Bunlardan sonra kucaklaştık, bana fanila giymemi ve ona sık sık mektup yazmamı söyledi, bunun gibi dahası. Sonra oradan ayrıldım. Sokağa çıkınca nedendir bilmem bir garip hissettim, sanki bir düzenbazmışım gibi geldi. İlginçtir ki sokakta karşıdan karşıya geçerken bile düşünen çoğu adamın aksine yirmi dört saat içinde dünyanın öbür ucuna bir saniye bile düşünmeden çıkıp giden ben, bir anlık duraksadım. Tereddüt ettiğimden değil, o alelade işe başlamamdan önce şaşkın bir duraksamaydı bu. Bunu açıklamamın en kolay yolu şöyle, bir iki saniyeliğine sanki kıtanın değil, dünyanın merkezine doğru yola koyuluyormuşum gibi hissettim.”

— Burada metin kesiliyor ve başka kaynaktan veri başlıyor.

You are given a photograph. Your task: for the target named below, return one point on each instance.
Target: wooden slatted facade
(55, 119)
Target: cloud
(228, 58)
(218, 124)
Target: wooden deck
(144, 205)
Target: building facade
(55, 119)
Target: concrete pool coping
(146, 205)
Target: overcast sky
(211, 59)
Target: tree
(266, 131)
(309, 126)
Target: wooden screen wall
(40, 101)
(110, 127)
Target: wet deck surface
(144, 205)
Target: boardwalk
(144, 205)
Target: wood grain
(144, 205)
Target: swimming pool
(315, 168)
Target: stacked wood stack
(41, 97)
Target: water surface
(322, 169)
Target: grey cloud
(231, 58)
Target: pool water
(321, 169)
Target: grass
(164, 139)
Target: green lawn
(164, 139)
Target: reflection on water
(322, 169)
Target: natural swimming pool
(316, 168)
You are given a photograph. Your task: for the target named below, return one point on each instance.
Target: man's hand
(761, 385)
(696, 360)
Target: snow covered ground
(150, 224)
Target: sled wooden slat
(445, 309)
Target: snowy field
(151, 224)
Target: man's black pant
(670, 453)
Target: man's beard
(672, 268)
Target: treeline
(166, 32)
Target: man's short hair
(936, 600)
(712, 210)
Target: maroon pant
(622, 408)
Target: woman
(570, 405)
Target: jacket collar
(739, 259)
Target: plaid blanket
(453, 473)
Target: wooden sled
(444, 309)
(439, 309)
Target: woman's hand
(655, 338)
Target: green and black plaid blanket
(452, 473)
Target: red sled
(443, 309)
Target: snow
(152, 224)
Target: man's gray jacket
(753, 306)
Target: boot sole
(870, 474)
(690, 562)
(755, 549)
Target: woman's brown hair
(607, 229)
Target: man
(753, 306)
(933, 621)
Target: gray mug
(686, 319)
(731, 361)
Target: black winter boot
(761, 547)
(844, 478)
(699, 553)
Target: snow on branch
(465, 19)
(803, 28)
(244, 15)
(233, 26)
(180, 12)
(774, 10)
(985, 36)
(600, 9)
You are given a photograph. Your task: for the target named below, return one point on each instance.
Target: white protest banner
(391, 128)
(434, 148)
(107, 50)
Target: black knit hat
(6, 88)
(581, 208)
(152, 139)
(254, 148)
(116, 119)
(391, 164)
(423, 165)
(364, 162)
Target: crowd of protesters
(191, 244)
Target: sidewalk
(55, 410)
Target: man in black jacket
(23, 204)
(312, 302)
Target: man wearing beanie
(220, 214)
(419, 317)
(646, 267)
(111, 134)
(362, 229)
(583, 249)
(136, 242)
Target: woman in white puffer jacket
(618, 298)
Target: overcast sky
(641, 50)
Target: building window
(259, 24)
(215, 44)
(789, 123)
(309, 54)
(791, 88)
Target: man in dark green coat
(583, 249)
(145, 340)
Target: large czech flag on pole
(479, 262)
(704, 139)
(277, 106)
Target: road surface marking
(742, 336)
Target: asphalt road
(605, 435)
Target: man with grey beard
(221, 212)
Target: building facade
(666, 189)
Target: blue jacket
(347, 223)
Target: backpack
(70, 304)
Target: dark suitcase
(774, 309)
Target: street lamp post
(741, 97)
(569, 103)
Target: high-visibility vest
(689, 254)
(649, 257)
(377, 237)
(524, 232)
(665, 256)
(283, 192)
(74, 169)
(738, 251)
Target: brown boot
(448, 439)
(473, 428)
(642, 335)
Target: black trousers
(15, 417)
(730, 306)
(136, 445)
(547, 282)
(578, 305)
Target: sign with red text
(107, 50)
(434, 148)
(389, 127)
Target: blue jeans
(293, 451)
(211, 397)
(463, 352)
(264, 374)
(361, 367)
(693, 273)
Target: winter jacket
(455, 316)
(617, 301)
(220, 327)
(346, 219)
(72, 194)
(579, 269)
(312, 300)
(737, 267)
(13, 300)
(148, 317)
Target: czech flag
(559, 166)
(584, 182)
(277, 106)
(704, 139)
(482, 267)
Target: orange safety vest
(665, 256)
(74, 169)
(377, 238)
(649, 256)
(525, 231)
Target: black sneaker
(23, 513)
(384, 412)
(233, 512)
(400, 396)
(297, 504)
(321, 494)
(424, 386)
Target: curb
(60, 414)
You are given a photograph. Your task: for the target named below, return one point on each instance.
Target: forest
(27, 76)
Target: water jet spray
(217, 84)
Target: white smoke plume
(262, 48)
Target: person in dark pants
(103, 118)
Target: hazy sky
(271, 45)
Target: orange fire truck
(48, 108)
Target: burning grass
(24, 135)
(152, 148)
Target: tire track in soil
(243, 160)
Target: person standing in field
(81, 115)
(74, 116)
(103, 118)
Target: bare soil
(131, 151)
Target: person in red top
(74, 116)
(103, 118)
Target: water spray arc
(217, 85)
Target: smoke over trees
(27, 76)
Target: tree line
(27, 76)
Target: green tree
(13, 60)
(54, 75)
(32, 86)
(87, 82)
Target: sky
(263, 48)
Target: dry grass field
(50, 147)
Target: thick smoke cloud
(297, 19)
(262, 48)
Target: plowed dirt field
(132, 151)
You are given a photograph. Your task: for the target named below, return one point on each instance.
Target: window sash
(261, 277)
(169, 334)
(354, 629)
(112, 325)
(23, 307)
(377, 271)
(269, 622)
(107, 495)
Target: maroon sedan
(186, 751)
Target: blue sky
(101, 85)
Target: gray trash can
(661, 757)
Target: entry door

“Fransız buharlı gemisiyle yola çıktım ve gemi, gördüğüm kadarıyla sırf askerleri ve gümrük memurlarını indirmek için, var olan her lanet limanda duruyordu. Kıyı şeridini izledim. Gemi ardında kayarken kıyıyı izlemek, bir bilmeceye kafa yormak gibiydi. Tam karşında duruyordu, gülerek, davetkâr, asil; somurtarak, adi, yavan, acımasız, suskun ama fısıldayan bir esintiyle, ‘Gel ve gör.’ dedi.
Fakat bu kıyı şeridi gördüklerim arasında en niteliksiz olanıydı. Zalim bir yavanlığı vardı, sanki hâlâ oluşma aşamasındaydı. Dev ormanın kıyıları, siyaha dönecekmiş gibi kopkoyu bir yeşildi, beyaz köpüklerle çerçevelenmiş, cetvelle çizilmiş gibi dümdüzdü. Işıltısı ürpertici sisle buğulanan masmavi açık denize doğru, çok uzaklara uzanıyordu. Güneş hırçındı, kara sanki ışıldayarak damla damla terliyordu.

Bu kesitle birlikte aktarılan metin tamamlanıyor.